Obesity is also associated with inflammation, as an increase in the production of inflammatory cytokines such as tumor necrosis factor-a, interleukin-6 and C-reactive protein can be observed, being called "adipokines" by some authors because of their production by adipocytes. Inflammation itself is a risk factor for renal function loss.26,27 Renal fibrosis (interstitial and glomerular), in addition to the irreversible accumulation of extracellular matrix in kidney tissue, is associated with inflammation, processes that may be associated with the "adipokines".3,8

There is also evidence that obesity itself increases albumin excretion, which progressively increases with obesity severity and, in rare cases, can lead to nephrotic syndrome.7 Obesity has also shown to be an important risk factor for renal disease progression in patients with glomerulopathies, such as in IgA nephropathy.28

Focal and segmental glomerulosclerosis (FSGS) is the type of glomerulonephritis most often associated with obesity.29 FSGS associated with obesity typically presents with nephrotic syndrome and progressive renal function loss.

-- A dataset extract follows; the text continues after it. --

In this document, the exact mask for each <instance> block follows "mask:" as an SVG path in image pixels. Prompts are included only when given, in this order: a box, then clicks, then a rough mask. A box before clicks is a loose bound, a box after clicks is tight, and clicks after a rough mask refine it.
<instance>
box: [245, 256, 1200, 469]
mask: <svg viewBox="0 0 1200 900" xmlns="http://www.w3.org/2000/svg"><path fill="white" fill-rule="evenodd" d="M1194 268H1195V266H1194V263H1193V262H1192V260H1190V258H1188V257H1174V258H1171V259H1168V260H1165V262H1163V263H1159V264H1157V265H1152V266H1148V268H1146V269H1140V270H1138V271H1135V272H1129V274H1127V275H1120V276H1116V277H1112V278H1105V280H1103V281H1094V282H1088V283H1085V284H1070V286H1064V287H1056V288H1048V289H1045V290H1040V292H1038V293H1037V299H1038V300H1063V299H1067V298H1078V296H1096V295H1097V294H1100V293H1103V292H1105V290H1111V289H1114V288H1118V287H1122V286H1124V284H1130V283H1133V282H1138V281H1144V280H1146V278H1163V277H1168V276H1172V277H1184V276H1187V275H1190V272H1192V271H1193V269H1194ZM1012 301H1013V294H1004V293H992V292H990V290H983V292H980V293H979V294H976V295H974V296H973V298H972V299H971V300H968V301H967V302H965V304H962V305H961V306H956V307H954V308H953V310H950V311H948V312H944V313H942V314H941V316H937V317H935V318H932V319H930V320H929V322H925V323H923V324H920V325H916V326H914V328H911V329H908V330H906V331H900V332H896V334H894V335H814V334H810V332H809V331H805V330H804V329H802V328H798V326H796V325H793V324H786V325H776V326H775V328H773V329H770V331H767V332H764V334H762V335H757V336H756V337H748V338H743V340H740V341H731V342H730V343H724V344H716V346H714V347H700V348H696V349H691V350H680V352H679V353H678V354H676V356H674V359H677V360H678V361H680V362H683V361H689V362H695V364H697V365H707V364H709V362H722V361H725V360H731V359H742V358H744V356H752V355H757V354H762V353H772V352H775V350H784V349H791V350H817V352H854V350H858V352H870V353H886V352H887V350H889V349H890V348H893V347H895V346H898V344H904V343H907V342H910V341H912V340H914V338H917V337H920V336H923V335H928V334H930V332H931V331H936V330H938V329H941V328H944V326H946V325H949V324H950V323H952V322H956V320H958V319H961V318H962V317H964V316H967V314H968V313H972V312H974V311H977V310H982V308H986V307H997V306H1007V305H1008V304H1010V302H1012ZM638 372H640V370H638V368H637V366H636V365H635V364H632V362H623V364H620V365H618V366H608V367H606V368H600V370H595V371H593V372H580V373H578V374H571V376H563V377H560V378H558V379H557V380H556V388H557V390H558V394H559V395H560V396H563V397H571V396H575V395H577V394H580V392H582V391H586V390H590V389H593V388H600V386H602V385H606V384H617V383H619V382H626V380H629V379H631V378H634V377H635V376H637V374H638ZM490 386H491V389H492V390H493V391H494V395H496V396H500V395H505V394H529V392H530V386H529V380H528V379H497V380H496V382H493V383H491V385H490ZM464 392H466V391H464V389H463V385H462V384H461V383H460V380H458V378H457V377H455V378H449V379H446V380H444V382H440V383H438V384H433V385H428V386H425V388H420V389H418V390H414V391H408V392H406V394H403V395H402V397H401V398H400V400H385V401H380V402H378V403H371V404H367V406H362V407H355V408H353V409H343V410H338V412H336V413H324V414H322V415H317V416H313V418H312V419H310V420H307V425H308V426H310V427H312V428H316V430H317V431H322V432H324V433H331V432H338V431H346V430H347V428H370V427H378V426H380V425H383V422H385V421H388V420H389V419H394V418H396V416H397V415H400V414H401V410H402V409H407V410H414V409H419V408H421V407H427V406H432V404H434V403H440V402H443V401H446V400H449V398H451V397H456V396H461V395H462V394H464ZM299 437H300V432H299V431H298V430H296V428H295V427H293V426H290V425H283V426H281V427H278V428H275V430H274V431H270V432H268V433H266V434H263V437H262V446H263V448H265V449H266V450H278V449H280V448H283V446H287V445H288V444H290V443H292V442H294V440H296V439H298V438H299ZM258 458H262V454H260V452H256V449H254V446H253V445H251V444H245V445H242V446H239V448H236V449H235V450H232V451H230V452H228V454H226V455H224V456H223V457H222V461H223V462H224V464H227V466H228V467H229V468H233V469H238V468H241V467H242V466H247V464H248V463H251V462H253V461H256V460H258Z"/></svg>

The morphological findings include glomerulomegaly, predominance of perihilar variant and mild podocyte fusion.29 Weight loss, either by dieting or through bariatric surgery, leads to proteinuria reduction.8

The association between obesity, MS and nephrolithiasis has been observed in some studies, mainly due to increased serum uric acid levels in obese individuals.30

Although obesity represents a major risk factor for the development of cardiovascular disease, some studies have shown that obesity is a protective factor in individuals with end-stage CKD (undergoing dialysis),8,31 perhaps because malnutrition is associated with higher mortality when compared to obesity. However, even in patients undergoing dialysis, visceral obesity is associated with increased risk of coronary calcification and adverse cardiovascular events.17 The pathophysiology of obesity-related kidney disease is shown in Figure 1.


The incidence of obesity has been increasing worldwide and is an important risk factor for kidney disease. There is evidence that obesity alone can lead to the development of kidney diseases, including chronic kidney disease, glomerulopathy and nephrolithiasis. The pathophysiology of obesity-related kidney disease includes anatomic and hemodynamic alterations in the renal system. More studies are required to better understand the association between obesity and kidney disease.